Михаил Кутузов - страница 4

стр.

— Москва! Вот он, конец войне.

— Императору вива!

— Франции вива! — несется со всех сторон. Наполеон в парадном наряде — синий сюртук, белый жилет. Не скрывает торжества. Победа достигнута. Шутка сказать — ключи от Москвы! Вот-вот принесут. Кому выпадало такое?



Час ждет, другой… Солнце уже не парит. В тучи ушел небосклон. В ногах и спине усталость.

Вдруг скачут офицеры, что были в Москве в разведке.

— Ваше величество, жителей нет в Москве. Ушли жители за армией.

Сдвинул Наполеон треугольную шляпу:

— А ключи?

Развели офицеры руками.

— Проклятье! — выругался Наполеон. Бросил наземь перчатки.




Думали французы: в Москве всему делу конец. Ошиблись. Настоящая война только теперь начиналась.

Запылала Москва. Куда ни глянь — везде пожарища. Москвичи жгут свои дома и покидают город. Кругом огонь. Морем огонь колышется.

Несладко врагам в Москве. Негде жить. Нечем кормить людей. Нечем кормить лошадей.

А Кутузов повел армию к калужской дороге, к селу Тарутино. Здесь стал готовиться к новым боям с французами.

Поднимаются на борьбу с французами простые люди. Опасно французам идти по дорогам. Опасно останавливаться в селах. Повсюду мстители. Крестьяне с дубинами да бабы с вилами кругом Москвы партизанят. К тому же осень на дворе. Суровая русская зима стучится в двери.

— Мира! Скорее мира! — требует Наполеон.

Посылает он в Тарутино к Кутузову своих представителей. Принял Кутузов посланников Наполеона. Заговорили о мире.



— Я хоть сию секунду, — отвечает Кутузов. Обрадовались посыльные:

— Вот и наш император желает.

Развел Кутузов руками:

— Только я всего-то солдат. Хожу под царем и Богом. А так бы хоть сегодня. — А сам незаметно кукиш французам показывает.

Уехали посланники ни с чем. Ясно Наполеону — не будет мира.

А Кутузов смекнул, что дела у французов совсем плохи.

Дал он под Тарутином бой войскам Наполеона. Опять гремят пушки. Скрестились штыки и сабли. Сила на силу опять пошла. Проиграли французы этот бой.


Едва месяц продержались французы в голодной пылающей Москве. А тут еще бой под Тарутином. Не везут посыльные мира — а зима на носу. Нет, пока есть силы — скорее домой! Началось отступление французской армии.

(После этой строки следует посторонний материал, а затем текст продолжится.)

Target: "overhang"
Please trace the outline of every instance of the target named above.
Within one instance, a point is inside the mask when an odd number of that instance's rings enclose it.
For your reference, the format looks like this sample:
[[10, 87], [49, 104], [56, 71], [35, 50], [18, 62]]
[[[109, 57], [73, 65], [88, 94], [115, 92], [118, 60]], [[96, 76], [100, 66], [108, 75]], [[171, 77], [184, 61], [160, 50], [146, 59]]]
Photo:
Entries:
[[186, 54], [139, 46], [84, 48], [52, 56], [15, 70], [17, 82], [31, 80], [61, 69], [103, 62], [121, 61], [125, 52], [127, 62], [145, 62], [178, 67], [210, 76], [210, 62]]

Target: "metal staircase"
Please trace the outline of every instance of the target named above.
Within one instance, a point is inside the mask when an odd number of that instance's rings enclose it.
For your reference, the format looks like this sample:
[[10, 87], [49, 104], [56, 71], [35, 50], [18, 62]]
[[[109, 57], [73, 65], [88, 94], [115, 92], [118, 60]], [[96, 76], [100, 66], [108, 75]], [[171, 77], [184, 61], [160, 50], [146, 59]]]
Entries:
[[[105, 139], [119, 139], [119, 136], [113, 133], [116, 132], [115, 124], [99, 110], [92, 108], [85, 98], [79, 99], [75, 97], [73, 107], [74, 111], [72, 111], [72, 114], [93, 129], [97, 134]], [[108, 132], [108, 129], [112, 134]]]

Весть о том, что Наполеон ушел из Москвы, донеслась до Тарутина. Хочется верить — не верится.

— Ушел?! По своей воле?!



Однако что же тут с правдой спорить. Все тут яснее ясного. Вспоминают солдаты, как покидали Москву по Яузскому мосту и не кричали «ура» Кутузову. Совестно им.

Норовят увидеть фельдмаршала, загладить свою промашку. Куда ни покажется главнокомандующий — всюду «ура» и «ура». Хоть не высовывайся из штаба!




Бегут французы. Дал Кутузов бой под Малым Ярославцем — победа. Под Смоленском, у села Красное, разгорелась новая битва.

Поначалу теснила французская гвардия отряды русских. А какая-то рота и вовсе оказалась в кругу французов. Три офицера в роте: старший убит, а другие два растерялись. Ожидает погибель солдат. А еще хуже — позорный плен.



Вдруг вышел вперед солдат Семен Перегудов:

— Братцы, не трусь! Братцы, слушай мою команду! Бей в одно место! Все разом! Бросились вслед солдаты. И пробились.

Узнал Кутузов про доблестный подвиг, назначил солдата и впредь командовать ротой. Адъютанты объясняют: мол, есть же в роте офицеры.

— Ах, и офицеры в той роте были?

— Были и есть, ваша светлость!

— Нет, были! — прервал Кутузов. — А нынче нет таких офицеров. Вернулся лишь один офицер — Семен Перегудов. А те не вернулись, — и поправил повязку, что глаз прикрывала.



Четыре дня продолжались бои под Красным. На пятый день французы бежали.


Из штаба к Кутузову гонец — молодой офицер Хитаров. Морщится Кутузов — любит приврать Хитаров, успехи преувеличивает.

— Сегодня, ваша светлость, столько-то французских солдат побито.

— При таком-то деле, ваша светлость, столько-то взято в плен.

Давно Кутузов за ним бахвальство заметил: — Выходит, с одной Бонапартовой армией уже справились? Взялись, не иначе, за другую?

Смутился Хитаров, сбавил свой пыл. Однако прошло какое-то время — он опять за то же. Разозлился Кутузов:

— Да как ты, голубчик, смеешь доносить мне, прости старика, столь беспардонную ложь!